= Maniitsoq Norite Belt =

Geological map of the Maniitsoq Norite Belt showing location of all samples from Waterton et al. (2020). Norite belt U-Pb zircon ages are shown adjacent to their sample locations. Ages are colour coded by whether the sample was classed as plagioclase-rich norite (red), pyroxene-rich melanorite (blue), or unclassified (grey). Approximate extent of the Maniitsoq Norite Belt is delineated by purple curves. S. B. = Supracrustal Belt. Location of map within Greenland shown in inset.

The Maniitsoq Norite Belt is a ~75 km x 15 km J-shaped belt of igneous norite intrusions, located in the Akia Terrane of the North Atlantic Craton, Greenland, near the town of Maniitsoq. The belt is found as enclaves ranging from meter-scale pods to 8 km^{2} large intrusive bodies within the ~3050 to 2990 Ma TTG and dioritic gneisses of the Akia terrane. and formed contemporaneously with the host gneisses between ~3013 and 3001 Ma The norites underwent high grade granulite facies metamorphism at temperatures of ~800 °C and pressures of ~9 kbar (approximately 30 km depth) from ~3010 to 2980 Ma, soon after they were intruded.
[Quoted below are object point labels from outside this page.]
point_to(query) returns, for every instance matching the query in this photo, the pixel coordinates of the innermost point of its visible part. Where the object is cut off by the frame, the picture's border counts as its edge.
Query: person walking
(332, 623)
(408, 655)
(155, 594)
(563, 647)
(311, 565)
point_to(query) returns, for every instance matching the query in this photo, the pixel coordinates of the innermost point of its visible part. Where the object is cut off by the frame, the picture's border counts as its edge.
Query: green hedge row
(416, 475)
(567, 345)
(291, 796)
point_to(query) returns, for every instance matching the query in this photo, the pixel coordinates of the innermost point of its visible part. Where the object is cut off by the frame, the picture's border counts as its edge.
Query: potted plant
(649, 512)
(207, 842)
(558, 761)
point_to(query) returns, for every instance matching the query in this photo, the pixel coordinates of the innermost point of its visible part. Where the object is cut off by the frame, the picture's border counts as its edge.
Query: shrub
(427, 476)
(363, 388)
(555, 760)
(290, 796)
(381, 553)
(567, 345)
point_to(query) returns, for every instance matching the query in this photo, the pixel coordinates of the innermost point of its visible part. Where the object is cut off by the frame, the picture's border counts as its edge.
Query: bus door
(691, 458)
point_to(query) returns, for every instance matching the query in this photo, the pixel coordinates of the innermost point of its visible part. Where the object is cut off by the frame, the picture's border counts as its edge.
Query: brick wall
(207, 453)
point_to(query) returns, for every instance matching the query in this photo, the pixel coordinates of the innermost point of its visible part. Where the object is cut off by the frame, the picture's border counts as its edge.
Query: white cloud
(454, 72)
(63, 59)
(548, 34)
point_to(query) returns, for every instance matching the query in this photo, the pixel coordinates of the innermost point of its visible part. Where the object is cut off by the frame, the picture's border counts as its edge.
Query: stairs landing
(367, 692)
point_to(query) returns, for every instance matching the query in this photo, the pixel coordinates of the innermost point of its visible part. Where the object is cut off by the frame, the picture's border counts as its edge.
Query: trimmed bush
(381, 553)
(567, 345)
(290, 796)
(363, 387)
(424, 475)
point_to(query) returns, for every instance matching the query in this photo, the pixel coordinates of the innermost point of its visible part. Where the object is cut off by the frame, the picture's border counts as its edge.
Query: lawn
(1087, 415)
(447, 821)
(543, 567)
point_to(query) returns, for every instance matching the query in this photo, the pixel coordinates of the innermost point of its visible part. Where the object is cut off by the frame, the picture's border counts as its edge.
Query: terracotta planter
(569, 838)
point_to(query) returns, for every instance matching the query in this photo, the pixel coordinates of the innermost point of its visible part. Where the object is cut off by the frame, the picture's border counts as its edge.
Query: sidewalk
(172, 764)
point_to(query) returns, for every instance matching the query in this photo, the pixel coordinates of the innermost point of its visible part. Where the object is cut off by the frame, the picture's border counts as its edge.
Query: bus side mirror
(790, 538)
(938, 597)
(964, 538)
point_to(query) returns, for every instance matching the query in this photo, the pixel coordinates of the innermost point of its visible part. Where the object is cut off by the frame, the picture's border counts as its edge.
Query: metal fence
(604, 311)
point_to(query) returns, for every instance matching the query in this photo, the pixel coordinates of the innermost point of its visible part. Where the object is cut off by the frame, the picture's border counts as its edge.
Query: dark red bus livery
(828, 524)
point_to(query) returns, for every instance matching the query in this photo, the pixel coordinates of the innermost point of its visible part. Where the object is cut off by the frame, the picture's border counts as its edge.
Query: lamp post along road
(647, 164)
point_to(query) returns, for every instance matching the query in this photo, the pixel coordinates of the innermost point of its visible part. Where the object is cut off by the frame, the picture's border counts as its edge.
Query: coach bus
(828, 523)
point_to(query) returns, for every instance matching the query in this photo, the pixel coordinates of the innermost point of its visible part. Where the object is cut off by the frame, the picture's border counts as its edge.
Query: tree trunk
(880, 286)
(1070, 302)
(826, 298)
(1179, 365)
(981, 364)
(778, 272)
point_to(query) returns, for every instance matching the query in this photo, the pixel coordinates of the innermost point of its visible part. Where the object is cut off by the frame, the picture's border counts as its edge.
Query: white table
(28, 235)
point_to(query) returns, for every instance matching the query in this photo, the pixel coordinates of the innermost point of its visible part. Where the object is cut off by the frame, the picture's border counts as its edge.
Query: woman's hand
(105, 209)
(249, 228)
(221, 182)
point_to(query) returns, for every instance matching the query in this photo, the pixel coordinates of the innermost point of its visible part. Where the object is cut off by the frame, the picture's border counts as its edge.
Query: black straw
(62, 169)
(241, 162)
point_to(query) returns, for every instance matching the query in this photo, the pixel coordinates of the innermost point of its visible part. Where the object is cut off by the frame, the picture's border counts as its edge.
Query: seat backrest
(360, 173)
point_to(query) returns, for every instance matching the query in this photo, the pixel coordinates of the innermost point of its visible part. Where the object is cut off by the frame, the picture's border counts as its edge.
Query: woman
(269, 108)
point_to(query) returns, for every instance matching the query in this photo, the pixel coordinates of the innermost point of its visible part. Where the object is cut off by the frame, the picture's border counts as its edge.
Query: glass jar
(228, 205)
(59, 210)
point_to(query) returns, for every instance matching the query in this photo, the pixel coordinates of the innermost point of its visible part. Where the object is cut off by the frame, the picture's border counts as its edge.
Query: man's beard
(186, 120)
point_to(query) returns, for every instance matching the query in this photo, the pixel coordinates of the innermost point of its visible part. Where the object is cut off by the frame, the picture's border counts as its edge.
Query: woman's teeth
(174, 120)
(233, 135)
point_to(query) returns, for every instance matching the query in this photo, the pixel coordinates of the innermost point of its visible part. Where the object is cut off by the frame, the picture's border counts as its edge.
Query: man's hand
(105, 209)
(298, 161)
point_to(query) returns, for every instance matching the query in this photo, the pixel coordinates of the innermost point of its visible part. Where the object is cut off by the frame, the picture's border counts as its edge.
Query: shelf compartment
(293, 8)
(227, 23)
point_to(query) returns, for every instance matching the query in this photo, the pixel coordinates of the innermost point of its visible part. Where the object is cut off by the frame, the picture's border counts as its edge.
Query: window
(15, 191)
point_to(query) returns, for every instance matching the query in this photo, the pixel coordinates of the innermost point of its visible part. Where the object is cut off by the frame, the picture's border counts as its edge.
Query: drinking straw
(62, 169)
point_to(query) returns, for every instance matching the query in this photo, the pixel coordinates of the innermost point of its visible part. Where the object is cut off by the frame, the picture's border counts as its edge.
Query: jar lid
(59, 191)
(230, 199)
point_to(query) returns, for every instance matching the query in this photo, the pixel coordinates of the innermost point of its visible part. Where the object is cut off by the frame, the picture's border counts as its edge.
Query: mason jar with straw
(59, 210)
The norites were metamorphosed twice more at ~2.7 Ga and ~2.5 Ga.

A wide variety of norite types are found within the belt, which can be broadly divided into two main groups with different mineral proportions and chemical compositions; plagioclase-rich 'norites' and pyroxene-rich 'melanorites'. These are believed to have formed from fractional crystallisation of a single type of magma, with accumulation of dense minerals such as pyroxene in the melanorites, and accumulation of less-dense minerals such plagioclase in the norites. Their geochemical compositions indicate that they crystallised from a mafic magma, derived from partial melting of a depleted mantle source, which subsequently assimilated large amounts of continental crust. The Maniitsoq Norite Belt was interpreted to have formed in an ultra-hot orogeny due to the combination of norite formation from depleted mantle melting and crustal assimilation, TTG formation due to melting in the crust, and high temperature metamorphism that immediately followed magmatism.

The Maniitsoq Norite Belt has long been investigated for its nickel-copper-cobalt-platinum group element mineral potential. The belt was first explored by Kryolitselskabet Øresund A/S from 1959 to 1973, and subsequently investigated by Falconbridge Ltd., Nunaoil A/S, Cominco Ltd., NunaMinerals A/S, and most recently by North American Nickel Inc. Exploration was ongoing as of 2019 and planned until 2021.